Recently, Anthony Liguori, one of the qemu maintainers has included kvm support into stock Qemu. This is tremendously important.
Why? you might ask. It has to do with how software forks are managed.
When a software project is forked, there are two ways to go about it. One can add new features, restructuring code along the way so that the new code fits in snugly. This allows you to easily make large changes, but has the side effect of diverging from the original code. Over time, it is no longer possible (or at least very difficult) to incorporate fixes and new features that evolved in the original code, since the two code bases are wildly different.

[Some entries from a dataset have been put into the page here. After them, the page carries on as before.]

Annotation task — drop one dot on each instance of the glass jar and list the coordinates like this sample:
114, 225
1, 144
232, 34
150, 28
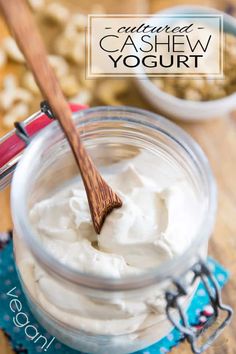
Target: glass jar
110, 135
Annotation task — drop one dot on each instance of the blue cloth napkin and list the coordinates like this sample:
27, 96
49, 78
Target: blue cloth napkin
23, 345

An alternative strategy is to add the new features in a way that makes as little impact as possible on the original code. This allows updating from the origin to pick up fixes and new features relatively frequently. The downside is that we become severely limited in the kind of changes we can make to our copy of Qemu without diverging too much.

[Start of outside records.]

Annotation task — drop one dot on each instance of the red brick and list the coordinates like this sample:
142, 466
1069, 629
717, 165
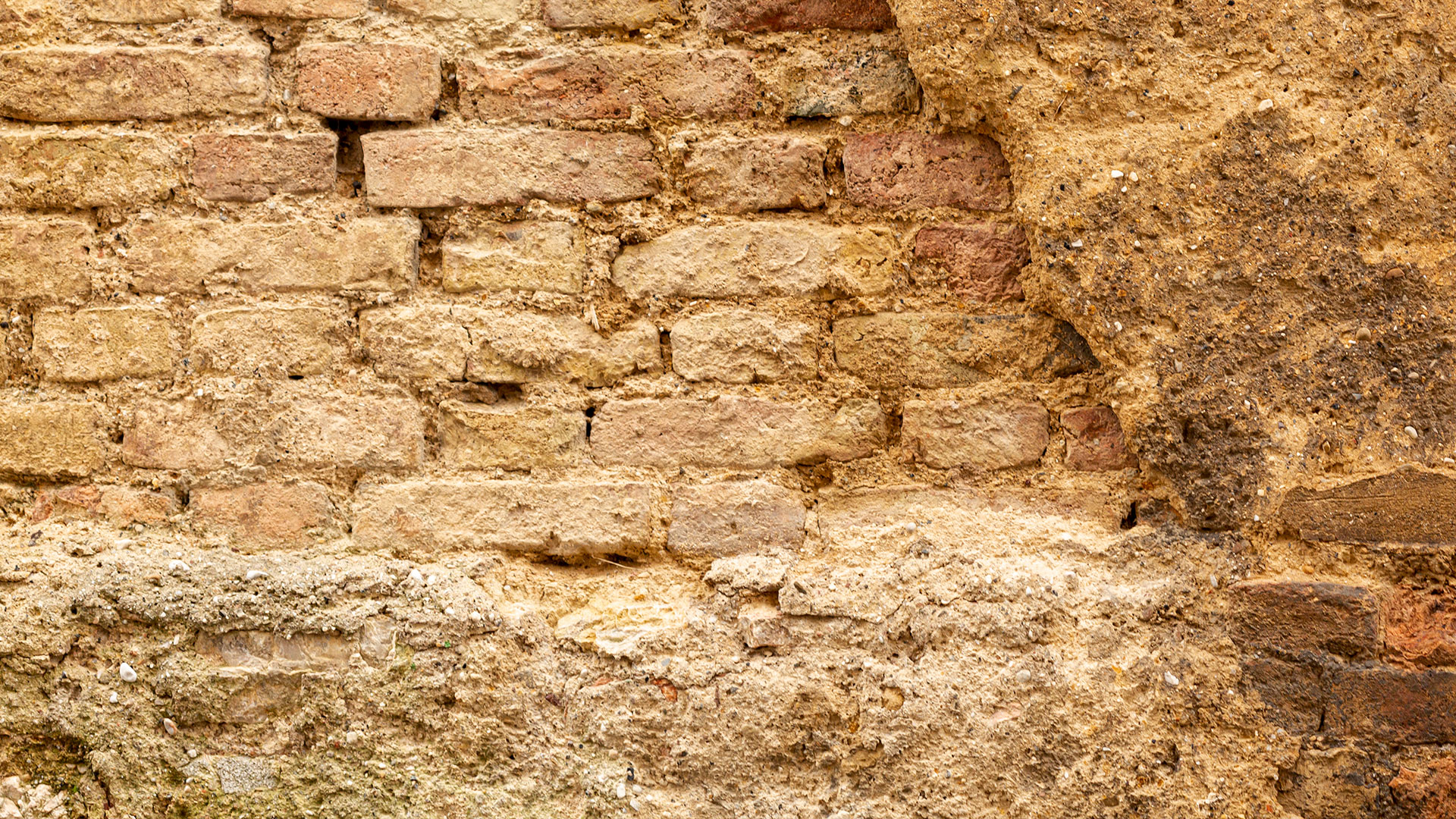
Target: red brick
506, 167
910, 169
1296, 618
79, 82
262, 515
799, 15
1392, 704
607, 14
979, 260
1095, 441
251, 168
609, 82
350, 80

We have mostly followed the second strategy. Adaptations to qemu were as small as possible, and we have "encouraged" non-kvm-specific changes to be contributed directly to qemu upstream. This kept the amount and scope of local modifications at a minimum.

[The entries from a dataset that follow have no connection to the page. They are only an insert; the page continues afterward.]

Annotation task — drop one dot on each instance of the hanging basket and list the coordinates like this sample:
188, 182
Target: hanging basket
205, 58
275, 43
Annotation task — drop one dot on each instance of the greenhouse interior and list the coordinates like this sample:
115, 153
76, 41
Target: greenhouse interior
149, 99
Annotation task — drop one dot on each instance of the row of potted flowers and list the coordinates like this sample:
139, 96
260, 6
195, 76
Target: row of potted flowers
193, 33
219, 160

But now that kvm has been merged, it is possible to make larger modifications to qemu in order to make it fit virtualization roles better. Live migration and virtio have already been merged. Device and cpu hotplug are on the queue. Deeper changes, like modifying how qemu manages memory and performs DMA, are pending. And, of course, kvm integration is much cleaner and more maintainable.
There is of course some friction involved. The new implementation has a few bugs and several missing features (for example, support for true SMP and Windows patching), so it will be rough for a while. However, once the transition is complete, kvm and qemu will be able to evolve at a faster pace, to the benefit of both.